Saturday, February 28, 2009

Splish makes a Splash

As some of your know, I've been working with Jill to design new swim suit for the team. I went a little overboard and started designing a whole bunch of suits for me and the team. I really like them and would love to order all of them. I swim a lot, but not enough to get 5 new swim suits. Here's what I came up with, which one should I get? I think my favourite non team suit is the one with the Canada flag or the shark.

Thursday, February 26, 2009

A lesson to be learned

After taking a break from cycling and swimming, I attempted to swim last night without the pull buoy and today my feet are archy. So no more kicking for me...dammit, this is so disappointing. This evening, I went to Masters class, luckily there were only 2 people in my and Lilia. So we split the lane and I pulled the entire time, and worked on my breast stroke with coach Justin. "Pull, Kick, Glide!" I got the pull and the kick, but not the glide.

As I am writing this, I noticed that I don't have much to blog about since I have not been able to train. I really messed up my feet and now it is taking forever to heal. I appologize to all my readers. I wonder if there is a lesson to be learned here? It would probably be something like, don't push yourself too hard and listen to your body. Focus on healing first...triathlons will always be around.

Monday, February 16, 2009

JFT swim suit

I've been playing around with to help the team design a new swim suit. Here is what I came up with:

Bikini versions:

Sunday, February 8, 2009

Crash landing

The Yuppie Triathlete has crash landed. After seeing a specialist in active release technique, Dr Neno about my feet, he said that I needed to stop all my activities that are aggrevating it, which means no cycling, running or swimming. My feet are actually getting worse.

He said that he has a Masters in orthodics and doesn't like them. He suggested that I not wear mine....come to think about it, my feet have gotten worse since wearing them. I took them out of my shoes today and they actually feel more comfortable since the arch part is not poking into my plantar fascia.

So this weekend, I got creative and modified my workouts. On Saturday, I did weights, swim with pull buoy and aqua jogged in the deep water pool. Today, I swam again with the pull buoy and jogged in the deep water pool. To make sure I stay nice and fit, I will be eating healthy.

I'll be heading to China in 1 month, so I'd better get these feet under control.

Wednesday, February 4, 2009

Water cube here I come!

So big news, my coworker Eric and I are headed to China and Japan next month for vacation! Yeah! Does anyone have a bong I could borrow? I found us the cheapest flights ever! Seattle --> Beijing --> Shanghai --> Tokyo back to Seattle for $1075! W00t! Between us, we now have a mountain of guide books to sort through. I also just bought myself a netbook, the Lenovo S10. I can't live without internet and I needed a place to upload my photos during the trip.
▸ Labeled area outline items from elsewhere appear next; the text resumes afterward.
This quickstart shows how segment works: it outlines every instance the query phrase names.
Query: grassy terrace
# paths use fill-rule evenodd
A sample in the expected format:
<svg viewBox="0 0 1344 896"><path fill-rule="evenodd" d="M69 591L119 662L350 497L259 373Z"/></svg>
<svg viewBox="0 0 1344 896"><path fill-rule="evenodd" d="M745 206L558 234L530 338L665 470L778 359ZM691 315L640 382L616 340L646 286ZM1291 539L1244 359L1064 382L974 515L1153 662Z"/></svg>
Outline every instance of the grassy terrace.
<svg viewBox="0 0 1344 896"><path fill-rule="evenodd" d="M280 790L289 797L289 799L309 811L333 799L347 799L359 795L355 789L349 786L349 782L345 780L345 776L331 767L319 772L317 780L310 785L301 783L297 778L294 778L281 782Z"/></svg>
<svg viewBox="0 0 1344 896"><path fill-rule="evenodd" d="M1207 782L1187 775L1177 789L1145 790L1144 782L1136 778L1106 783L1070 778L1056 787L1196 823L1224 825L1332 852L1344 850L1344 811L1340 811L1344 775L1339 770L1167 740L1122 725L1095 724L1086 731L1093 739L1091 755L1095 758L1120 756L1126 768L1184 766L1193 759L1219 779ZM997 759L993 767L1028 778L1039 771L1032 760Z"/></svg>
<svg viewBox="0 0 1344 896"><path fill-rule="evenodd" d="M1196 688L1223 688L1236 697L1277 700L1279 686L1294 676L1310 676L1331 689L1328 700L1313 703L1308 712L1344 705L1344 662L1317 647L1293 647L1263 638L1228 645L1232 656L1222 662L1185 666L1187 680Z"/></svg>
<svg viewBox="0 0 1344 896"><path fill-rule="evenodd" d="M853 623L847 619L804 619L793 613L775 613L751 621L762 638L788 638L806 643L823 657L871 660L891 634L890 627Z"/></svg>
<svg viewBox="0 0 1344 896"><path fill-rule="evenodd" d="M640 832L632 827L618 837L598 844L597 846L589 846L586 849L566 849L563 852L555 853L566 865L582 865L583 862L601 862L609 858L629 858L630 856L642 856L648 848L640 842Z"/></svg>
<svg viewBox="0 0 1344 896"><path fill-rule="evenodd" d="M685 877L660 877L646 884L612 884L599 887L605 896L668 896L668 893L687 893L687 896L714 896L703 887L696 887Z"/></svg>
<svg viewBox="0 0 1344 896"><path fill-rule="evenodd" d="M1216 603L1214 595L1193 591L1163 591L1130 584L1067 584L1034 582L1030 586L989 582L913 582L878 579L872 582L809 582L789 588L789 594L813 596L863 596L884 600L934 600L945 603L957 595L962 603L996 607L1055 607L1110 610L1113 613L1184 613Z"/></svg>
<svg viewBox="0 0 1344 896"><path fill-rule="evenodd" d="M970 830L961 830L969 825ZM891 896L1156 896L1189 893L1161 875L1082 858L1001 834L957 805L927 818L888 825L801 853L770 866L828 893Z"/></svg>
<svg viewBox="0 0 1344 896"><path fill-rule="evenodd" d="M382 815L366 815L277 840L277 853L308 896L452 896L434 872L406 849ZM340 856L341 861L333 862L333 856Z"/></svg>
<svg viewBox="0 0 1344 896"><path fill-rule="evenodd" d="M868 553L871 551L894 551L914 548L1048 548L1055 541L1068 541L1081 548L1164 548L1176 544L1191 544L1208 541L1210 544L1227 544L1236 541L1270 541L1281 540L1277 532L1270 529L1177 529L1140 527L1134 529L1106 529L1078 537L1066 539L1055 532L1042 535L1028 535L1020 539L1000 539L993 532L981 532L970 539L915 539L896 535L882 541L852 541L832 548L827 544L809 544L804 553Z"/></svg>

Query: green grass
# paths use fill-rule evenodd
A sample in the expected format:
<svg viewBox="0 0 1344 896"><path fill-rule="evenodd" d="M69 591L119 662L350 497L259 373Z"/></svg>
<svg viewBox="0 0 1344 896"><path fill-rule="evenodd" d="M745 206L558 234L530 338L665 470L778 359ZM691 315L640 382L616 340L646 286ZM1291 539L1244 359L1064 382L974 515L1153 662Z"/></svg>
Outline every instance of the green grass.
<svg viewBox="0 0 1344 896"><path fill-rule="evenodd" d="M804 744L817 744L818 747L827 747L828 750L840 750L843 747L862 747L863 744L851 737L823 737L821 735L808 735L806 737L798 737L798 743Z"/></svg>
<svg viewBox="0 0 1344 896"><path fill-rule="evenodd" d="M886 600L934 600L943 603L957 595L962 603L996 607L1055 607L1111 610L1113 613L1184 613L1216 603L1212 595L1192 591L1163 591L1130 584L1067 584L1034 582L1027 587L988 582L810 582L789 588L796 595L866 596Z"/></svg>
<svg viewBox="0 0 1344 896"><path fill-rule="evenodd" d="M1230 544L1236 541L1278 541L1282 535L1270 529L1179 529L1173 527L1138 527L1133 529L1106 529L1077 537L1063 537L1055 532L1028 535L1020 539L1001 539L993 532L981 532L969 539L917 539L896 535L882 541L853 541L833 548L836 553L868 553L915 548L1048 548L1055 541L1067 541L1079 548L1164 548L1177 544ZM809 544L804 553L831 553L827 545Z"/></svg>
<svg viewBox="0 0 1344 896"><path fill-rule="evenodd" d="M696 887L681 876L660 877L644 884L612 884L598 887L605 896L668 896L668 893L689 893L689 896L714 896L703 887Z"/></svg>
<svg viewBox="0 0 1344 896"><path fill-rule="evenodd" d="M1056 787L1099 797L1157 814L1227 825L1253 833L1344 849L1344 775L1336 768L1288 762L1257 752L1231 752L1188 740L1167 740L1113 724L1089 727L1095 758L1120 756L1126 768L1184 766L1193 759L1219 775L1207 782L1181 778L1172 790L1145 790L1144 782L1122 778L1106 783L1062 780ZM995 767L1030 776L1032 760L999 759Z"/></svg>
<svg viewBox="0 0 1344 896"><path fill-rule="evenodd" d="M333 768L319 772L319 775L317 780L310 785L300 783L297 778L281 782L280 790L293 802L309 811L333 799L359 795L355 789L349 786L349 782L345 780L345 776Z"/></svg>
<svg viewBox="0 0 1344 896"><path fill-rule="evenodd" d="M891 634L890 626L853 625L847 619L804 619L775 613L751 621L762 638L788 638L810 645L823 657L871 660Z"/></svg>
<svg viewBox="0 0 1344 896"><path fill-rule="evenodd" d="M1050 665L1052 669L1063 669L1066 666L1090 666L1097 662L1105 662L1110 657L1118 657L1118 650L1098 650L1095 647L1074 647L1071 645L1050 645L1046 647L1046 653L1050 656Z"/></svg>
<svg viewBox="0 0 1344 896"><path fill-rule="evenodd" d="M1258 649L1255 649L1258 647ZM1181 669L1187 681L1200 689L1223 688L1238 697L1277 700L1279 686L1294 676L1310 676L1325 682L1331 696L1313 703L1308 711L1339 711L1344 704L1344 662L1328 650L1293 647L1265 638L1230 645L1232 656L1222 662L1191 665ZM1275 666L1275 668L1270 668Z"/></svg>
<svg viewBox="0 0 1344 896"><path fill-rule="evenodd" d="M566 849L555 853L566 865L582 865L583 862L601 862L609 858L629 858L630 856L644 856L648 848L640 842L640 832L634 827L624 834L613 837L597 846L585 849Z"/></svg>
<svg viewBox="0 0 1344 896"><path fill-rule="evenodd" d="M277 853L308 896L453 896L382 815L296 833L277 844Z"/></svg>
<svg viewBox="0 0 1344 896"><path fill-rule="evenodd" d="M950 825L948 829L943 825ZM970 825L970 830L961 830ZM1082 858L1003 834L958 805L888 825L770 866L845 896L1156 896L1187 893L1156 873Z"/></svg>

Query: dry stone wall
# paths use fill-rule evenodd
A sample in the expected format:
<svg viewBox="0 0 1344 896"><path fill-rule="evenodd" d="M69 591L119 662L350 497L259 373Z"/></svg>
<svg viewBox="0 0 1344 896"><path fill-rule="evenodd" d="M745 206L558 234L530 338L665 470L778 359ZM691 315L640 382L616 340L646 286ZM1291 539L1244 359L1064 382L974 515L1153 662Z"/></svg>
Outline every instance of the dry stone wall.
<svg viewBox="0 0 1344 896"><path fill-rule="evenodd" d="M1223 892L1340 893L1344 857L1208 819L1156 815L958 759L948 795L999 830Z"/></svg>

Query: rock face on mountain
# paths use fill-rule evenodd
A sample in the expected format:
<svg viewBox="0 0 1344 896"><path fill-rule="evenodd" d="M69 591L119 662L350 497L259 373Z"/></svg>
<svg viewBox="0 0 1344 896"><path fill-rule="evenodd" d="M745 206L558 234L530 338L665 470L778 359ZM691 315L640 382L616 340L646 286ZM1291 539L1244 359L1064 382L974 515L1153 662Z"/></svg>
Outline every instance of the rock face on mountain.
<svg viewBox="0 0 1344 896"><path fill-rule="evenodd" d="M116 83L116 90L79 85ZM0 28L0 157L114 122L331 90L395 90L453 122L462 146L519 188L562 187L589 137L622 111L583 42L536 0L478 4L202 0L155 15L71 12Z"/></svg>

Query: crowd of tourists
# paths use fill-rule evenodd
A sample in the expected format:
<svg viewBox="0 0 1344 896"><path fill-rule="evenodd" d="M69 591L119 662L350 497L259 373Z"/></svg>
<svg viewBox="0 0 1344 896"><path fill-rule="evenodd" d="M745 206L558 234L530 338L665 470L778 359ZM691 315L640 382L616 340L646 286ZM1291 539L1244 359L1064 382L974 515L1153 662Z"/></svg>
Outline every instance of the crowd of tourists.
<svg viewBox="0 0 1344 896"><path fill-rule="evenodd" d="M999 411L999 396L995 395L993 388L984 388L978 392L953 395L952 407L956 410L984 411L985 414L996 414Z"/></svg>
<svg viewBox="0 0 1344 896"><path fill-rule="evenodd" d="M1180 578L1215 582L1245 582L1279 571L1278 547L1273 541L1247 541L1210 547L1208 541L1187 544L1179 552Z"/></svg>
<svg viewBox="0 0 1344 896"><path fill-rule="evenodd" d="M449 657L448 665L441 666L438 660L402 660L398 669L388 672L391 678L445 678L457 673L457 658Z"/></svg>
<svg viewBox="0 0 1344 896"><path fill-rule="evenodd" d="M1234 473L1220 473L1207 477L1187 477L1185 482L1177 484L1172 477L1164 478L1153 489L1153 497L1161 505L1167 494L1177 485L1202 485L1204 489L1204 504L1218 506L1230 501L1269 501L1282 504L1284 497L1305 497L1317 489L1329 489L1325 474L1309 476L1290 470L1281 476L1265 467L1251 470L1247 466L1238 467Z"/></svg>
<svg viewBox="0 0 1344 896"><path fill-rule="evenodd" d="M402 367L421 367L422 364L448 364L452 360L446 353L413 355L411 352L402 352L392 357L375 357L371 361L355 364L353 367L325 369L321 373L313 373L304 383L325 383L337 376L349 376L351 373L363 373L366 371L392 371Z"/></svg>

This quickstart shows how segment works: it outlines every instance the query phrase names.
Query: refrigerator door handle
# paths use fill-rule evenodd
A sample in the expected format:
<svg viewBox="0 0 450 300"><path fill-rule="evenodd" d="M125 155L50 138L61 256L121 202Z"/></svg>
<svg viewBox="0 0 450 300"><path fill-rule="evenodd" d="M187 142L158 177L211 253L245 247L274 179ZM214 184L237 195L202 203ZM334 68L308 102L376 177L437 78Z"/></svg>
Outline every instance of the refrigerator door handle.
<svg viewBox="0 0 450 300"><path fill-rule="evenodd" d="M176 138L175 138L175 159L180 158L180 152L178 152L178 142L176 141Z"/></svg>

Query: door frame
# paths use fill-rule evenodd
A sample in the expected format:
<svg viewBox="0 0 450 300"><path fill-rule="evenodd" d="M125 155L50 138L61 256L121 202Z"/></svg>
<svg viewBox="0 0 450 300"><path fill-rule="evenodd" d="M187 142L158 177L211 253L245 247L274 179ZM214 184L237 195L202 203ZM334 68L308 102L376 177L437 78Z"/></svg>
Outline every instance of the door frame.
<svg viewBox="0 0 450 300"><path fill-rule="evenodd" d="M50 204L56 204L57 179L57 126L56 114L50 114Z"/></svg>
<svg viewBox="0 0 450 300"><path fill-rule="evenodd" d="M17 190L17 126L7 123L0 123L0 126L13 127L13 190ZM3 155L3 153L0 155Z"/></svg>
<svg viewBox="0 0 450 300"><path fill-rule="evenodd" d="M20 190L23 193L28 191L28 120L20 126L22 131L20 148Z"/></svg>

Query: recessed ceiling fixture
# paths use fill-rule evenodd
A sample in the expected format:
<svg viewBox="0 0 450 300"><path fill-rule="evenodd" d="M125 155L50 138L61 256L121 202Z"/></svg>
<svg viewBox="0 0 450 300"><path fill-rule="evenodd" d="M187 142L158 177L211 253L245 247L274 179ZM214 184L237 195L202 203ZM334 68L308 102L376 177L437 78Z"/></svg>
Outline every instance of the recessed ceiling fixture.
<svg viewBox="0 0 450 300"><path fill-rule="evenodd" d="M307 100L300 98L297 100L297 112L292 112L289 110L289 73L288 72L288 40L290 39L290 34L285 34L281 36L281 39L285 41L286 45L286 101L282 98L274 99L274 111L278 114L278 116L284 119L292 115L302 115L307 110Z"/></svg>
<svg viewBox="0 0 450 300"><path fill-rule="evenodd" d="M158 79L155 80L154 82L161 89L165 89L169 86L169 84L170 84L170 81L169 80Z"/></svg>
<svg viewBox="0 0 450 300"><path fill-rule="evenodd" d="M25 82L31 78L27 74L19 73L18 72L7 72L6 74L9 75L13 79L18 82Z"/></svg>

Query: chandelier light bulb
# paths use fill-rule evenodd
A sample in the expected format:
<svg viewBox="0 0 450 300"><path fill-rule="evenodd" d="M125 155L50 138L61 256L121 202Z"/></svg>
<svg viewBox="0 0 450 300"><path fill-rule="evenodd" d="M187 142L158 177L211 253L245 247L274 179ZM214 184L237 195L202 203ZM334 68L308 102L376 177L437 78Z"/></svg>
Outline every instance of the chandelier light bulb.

Getting a netbook made a lot of sense, they are very affordable computers, not to mention really tiny...perfect for backpacking around Asia.

Anyways, after my swim yesturday morning it left my feet feeling really sore - even with duct tape. So I decided to stop swimming (pulling is OK) for a couple of weeks and seek treatment called ART (Active Release Technique). I just realized that the root of my plantar fasciitis is tight calves. Thus, I have been stretching and rolling out of my foam roller. I've contacted Jill to see if she has an extra TriggerPoint kit for me so that I can use it after my workouts. TriggerPoint is a great way to release tension and improve blood flow to your muscles. At work I now have a water bottle in the freezer at work that I use to roll out my foot while I sit at my desk. I am determined to get better now. Also, I wear this Strassburg sock at night.

Tonight in swim class we focused on power. Luckily I was able to do the drills with the pull buoy so that I didn't have to kick. We discussed the mechanics of the pull and catch. All your power comes from your upper body. You drive with your hips in combination with your catch to give you more power. If you're doing it right, you will see your elbows pop out and feel that snap as you are moving through the water. Kim suggested that before we do our swim that we need to adjust our body to the water. So start with floating - head down in the water, arms like a "Y" above your head. If you are doing it correctly, your legs will be right on the surface of the water...the key to this is head position. If your head is sticking out, your legs will sink. Next is a modified doggie paddle drill...the difference being that you are stretched out a little more and extending with your arms while not lifting your shoulders. This technique will work your core and engage those muscles.